The kitchen air is alive with flour, fragrant with butter and chocolate. Carol and I are chopping hazelnuts and pressing out cookies while our three kids, all toddlers, hinder and help. We’re making Spritzgebachnis, one of my grandmother’s German family recipes, and Danish butter cookies, her specialty. My daughter Brook is only four, and I have no idea that two decades later, she and I will still be in the kitchen on chilly December afternoons making Christmas cookies together.
And right there you have it: the secret of the best traditions. They don’t start out earmarked as such, repeated annually because you’re supposed to. No, the beloved ones establish their own momentum, recur and evolve based on the power of the experience itself. In our case, the driving force was Brook, who began begging to make cookies on Thanksgiving day, and pored over cookbooks to add new recipes, expanding our repertoire to a dozen last year. In the early days, her small, clumsy hands made shaping delicate crescents so frustrating, we’d both end up in tears. I’d vow “never again,” but as soon as the first serious frost decorated our lawn with a spun-sugar glaze, Brook would start talking about the cookies. “We’ve got to make them,” she’d say. “It’s a tradition!” And so we did.
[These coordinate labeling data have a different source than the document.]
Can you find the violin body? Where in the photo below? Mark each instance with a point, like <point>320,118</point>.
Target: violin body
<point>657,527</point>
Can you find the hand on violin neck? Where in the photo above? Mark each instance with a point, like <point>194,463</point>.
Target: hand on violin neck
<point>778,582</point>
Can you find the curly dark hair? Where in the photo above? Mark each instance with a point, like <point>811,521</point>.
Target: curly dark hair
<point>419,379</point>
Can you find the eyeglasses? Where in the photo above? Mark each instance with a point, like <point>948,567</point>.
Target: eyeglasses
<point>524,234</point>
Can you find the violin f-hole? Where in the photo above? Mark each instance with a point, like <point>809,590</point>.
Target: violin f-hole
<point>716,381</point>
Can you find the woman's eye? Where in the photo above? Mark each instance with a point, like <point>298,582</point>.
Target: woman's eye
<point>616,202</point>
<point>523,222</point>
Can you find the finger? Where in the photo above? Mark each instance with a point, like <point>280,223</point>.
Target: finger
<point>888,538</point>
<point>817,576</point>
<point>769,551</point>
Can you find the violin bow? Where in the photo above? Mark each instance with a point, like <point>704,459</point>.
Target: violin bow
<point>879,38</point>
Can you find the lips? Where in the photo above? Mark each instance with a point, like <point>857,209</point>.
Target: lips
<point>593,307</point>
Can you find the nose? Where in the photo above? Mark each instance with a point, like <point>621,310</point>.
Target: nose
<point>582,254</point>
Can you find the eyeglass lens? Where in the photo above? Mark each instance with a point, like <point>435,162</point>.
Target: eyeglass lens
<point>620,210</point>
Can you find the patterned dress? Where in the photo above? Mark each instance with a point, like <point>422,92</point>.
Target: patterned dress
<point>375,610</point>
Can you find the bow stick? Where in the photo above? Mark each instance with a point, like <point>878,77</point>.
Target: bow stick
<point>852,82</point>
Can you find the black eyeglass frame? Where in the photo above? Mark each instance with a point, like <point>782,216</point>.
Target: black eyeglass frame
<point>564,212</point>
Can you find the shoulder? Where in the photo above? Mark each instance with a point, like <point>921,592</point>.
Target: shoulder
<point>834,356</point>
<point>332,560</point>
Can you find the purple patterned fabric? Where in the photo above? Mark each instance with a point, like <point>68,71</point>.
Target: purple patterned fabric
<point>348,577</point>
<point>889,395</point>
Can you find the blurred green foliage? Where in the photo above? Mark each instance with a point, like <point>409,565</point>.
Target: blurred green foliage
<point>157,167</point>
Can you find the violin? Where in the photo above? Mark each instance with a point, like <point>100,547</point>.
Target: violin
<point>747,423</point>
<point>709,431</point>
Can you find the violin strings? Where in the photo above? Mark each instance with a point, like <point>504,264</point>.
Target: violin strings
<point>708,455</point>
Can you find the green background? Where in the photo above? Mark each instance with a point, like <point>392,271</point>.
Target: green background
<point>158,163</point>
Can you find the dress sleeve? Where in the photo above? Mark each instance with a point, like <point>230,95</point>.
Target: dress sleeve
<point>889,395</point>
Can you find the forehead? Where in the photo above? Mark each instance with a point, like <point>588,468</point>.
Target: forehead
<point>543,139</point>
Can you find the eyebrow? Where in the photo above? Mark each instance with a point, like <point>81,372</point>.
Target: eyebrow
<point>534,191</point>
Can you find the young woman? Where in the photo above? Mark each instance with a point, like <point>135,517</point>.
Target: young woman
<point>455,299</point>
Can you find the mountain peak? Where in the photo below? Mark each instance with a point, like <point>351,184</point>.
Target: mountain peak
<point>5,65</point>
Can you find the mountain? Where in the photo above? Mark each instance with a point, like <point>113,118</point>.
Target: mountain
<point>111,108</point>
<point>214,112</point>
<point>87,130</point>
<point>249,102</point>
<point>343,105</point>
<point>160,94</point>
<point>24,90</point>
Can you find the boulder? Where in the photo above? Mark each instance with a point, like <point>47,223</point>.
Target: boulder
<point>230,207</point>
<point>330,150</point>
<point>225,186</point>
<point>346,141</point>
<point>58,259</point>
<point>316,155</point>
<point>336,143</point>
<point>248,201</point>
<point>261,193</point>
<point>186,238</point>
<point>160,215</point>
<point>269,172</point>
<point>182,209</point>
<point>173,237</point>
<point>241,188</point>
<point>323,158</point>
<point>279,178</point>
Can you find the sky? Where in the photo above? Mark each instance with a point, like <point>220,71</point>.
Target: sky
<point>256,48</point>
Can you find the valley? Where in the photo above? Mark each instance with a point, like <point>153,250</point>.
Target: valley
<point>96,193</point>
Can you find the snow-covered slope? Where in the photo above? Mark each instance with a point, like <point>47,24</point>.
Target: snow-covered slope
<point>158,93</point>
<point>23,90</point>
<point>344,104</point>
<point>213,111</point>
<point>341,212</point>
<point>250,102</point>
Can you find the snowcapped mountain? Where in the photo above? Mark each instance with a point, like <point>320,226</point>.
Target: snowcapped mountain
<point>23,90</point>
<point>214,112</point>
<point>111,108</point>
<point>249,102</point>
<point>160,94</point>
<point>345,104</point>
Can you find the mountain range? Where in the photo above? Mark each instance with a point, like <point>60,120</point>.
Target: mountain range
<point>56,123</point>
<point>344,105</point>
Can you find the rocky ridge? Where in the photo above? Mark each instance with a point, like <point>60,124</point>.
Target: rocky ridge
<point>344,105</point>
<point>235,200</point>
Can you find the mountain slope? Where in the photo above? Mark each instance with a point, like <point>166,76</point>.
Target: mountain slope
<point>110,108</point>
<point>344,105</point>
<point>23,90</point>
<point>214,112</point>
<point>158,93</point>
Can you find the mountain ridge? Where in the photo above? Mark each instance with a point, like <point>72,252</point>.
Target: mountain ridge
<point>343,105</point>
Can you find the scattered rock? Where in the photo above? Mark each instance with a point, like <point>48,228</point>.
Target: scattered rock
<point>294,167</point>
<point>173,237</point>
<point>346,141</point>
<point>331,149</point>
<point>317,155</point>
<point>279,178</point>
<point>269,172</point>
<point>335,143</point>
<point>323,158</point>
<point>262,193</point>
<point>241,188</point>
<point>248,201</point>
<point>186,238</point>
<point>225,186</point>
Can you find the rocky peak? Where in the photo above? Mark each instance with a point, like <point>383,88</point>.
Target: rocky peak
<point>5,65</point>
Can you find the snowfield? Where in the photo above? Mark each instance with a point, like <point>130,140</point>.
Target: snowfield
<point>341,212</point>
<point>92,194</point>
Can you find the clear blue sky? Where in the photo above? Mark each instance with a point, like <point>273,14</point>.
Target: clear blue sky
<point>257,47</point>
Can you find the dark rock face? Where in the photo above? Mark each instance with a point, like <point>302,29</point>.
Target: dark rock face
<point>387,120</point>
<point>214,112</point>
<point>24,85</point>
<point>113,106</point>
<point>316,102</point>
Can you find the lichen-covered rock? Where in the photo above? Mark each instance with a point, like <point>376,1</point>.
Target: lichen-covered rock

When she went away to college, I figured the cookies would become a casualty of her growing up. Maybe I’d just whip up a recipe or two by myself. But despite parties and papers and exams, she always made it home for one cookie-crazed weekend in early December. Those long cinnamon-scented afternoons were a cherished window into her new independent life; I’d hear about crushes and spats, the classes she was taking, the sports she played. These days, she’s got a job and an apartment in a big city 50 miles from our home, and I know I can count on an e-mail around Thanksgiving organizing a weekend we’ll both be free. And on some future December day, just maybe, there will be a new set of small, clumsy hands, and Brook will understand how important this tradition she invented is to me.